Data Warehousing Essay Research Paper Contents1 Introduction2 (стр. 1 из 2)

Data Warehousing Essay, Research Paper

Contents

1. Introduction

2. What is a data warehouse

3. Past, Present and Future

4. Data Warehouses and Business Organisations

5. Conclusion

6. Bibliography

1.0 Introduction

In recent years, data warehousing has emerged as the primary method of analysing sales and marketing data for a competitive advantage. As the number of knowledge workers using the data warehouse/data mart grows and the amount of data increases daily, performance problems have become a major concern of both the Information Systems staff and the users.

Many options have been tried in an attempt to solve the performance problems – from bigger hardware to different software or database tuning and redesign using star schemas or snowflake data structures. However, all have limitations – either in functionality or in terms of cost – and their strengths are almost inevitably outstripped by users’ demands.

During the past three years, data warehousing has emerged as one of the hottest trends in information technology for corporations seeking to utilise the massive amounts of data they are accumulating.
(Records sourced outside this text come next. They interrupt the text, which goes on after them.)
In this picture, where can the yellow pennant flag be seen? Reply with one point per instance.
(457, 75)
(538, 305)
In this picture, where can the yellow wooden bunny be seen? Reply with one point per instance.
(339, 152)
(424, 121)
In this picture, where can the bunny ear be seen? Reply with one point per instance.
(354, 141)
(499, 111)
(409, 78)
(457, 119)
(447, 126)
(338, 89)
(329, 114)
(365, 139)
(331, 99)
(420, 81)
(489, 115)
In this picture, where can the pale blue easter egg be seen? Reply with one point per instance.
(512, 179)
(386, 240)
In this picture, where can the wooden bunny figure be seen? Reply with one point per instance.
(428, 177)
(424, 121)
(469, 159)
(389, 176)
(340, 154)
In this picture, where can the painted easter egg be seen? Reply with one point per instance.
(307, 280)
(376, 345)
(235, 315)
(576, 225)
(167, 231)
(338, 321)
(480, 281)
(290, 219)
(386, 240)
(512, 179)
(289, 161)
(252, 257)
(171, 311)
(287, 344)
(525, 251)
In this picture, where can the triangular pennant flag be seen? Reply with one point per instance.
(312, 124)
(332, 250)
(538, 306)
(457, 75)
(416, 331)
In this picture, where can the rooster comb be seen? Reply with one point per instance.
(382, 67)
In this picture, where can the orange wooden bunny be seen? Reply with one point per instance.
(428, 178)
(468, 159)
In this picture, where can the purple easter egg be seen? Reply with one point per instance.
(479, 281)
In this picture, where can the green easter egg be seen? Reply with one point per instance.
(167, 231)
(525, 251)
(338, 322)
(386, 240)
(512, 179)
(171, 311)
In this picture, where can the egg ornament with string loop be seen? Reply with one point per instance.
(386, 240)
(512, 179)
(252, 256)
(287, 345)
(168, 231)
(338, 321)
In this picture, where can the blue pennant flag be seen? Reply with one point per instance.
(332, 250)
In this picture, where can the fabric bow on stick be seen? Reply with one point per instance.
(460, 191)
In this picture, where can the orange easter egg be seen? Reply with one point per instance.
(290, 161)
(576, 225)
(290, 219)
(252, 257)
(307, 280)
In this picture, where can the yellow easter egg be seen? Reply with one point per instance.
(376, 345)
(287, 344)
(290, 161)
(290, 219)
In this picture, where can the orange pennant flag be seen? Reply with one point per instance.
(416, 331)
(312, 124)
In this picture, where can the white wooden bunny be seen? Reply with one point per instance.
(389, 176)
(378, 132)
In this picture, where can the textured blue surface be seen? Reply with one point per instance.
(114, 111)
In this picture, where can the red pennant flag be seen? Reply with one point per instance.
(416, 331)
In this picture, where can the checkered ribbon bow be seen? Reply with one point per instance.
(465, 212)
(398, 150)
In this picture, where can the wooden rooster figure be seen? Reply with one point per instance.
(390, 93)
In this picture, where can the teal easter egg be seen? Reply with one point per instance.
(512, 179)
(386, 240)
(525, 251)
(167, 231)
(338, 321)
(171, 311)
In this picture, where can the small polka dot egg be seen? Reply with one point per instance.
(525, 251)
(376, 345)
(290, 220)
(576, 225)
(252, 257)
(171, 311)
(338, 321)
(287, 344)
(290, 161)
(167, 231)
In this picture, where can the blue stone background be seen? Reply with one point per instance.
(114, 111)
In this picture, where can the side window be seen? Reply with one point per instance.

Managers from all business disciplines want enterprise wide information access, as well as the ability to manipulate and analyse information that the company has gathered for a single purpose, to make more intelligent business decisions. Whether to increase customer value, identify new markets or improve the management of the firm’s assets, the data warehouse promises to deliver the information necessary to accomplish these tasks quickly and efficiently.
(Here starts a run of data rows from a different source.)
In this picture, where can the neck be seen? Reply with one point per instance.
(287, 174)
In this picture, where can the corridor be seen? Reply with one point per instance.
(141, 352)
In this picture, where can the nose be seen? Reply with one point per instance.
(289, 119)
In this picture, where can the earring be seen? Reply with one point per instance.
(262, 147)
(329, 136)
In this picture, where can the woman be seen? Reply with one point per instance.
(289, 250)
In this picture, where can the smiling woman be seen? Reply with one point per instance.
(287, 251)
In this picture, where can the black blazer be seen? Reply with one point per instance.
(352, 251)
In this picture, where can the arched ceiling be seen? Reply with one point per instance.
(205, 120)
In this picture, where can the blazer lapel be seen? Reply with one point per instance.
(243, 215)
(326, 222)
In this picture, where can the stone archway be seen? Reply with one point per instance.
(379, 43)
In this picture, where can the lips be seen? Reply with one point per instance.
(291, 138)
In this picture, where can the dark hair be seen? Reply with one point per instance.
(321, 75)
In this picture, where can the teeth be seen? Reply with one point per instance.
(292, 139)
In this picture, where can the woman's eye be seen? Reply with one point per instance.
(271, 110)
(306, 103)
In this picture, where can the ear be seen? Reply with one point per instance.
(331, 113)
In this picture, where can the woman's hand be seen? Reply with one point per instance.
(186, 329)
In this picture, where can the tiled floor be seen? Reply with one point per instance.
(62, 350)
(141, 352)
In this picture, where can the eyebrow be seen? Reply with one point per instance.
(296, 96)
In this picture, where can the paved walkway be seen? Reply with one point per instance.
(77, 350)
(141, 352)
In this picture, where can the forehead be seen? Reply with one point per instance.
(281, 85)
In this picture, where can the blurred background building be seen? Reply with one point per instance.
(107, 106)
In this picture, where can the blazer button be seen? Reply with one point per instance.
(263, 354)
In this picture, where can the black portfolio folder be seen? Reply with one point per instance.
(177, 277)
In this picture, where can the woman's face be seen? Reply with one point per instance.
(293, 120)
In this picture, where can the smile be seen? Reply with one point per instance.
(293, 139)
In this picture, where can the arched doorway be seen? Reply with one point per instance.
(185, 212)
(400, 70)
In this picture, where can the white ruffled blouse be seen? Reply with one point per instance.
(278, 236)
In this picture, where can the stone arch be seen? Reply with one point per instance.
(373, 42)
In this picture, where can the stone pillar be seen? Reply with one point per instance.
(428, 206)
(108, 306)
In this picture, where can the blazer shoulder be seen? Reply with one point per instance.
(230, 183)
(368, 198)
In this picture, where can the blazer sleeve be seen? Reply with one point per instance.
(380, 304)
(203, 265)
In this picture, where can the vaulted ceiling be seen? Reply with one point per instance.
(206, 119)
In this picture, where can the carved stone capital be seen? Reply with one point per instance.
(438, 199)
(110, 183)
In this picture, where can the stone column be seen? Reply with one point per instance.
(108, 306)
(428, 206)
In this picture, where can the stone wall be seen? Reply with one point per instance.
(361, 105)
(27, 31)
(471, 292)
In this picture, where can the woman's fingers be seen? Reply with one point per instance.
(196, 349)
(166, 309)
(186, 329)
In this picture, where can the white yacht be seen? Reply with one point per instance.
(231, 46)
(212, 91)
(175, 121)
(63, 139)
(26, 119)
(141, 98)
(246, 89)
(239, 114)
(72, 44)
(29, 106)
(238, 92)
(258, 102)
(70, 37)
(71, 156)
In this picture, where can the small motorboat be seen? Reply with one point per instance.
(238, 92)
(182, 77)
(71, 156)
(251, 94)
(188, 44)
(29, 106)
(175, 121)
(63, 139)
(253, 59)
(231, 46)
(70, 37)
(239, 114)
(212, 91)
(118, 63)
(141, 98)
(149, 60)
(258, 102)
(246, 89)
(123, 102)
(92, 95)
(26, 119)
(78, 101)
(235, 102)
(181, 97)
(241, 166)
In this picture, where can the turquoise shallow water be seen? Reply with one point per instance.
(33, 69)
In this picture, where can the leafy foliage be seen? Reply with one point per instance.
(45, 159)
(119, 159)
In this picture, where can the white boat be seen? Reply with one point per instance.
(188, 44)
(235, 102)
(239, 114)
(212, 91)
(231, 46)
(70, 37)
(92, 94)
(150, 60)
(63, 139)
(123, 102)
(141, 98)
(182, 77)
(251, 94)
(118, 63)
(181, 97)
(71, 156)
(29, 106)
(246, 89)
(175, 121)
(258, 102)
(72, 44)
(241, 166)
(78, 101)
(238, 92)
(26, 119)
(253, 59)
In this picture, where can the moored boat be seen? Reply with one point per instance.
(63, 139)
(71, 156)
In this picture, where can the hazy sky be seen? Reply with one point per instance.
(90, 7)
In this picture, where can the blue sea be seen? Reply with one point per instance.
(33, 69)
This report entails various aspects of Data Warehousing, ranging from a clear and concise definition of its working system through to its operational environment. It discusses its implications and effects on internal and external interaction. I have presented my finding with the backing of some actual case studies and elaborated upon the evolution, the current state and what the future holds for Data Warehousing.

The report is summarised by a final conclusion.

2.0 What is a Data Warehouse

Data warehouse is the center of the architecture for information systems in the 1990s. Data warehouse supports informational processing by providing a solid platform of integrated, historical data from which to do analysis. Data warehouse provides the facility for integration in a world of unintegrated application systems. Data warehouse is achieved in a step-at-a-time fashion. Data warehouse organises and stores the data needed for informational, analytical processing over a long historical time perspective.

There is indeed a tremendous advantage in building and maintaining a data warehouse.

So now the question arises, what is a data warehouse?

A data warehouse is a

+ subject-orientated

+ integrated

+ time-variant

+ non-volatile

collection of data in support of management s decision making process.

The data entering the data warehouse comes from the operational environment in almost every case.

The data warehouse is always a physically separate store of data transformed from the data found in the operational environment.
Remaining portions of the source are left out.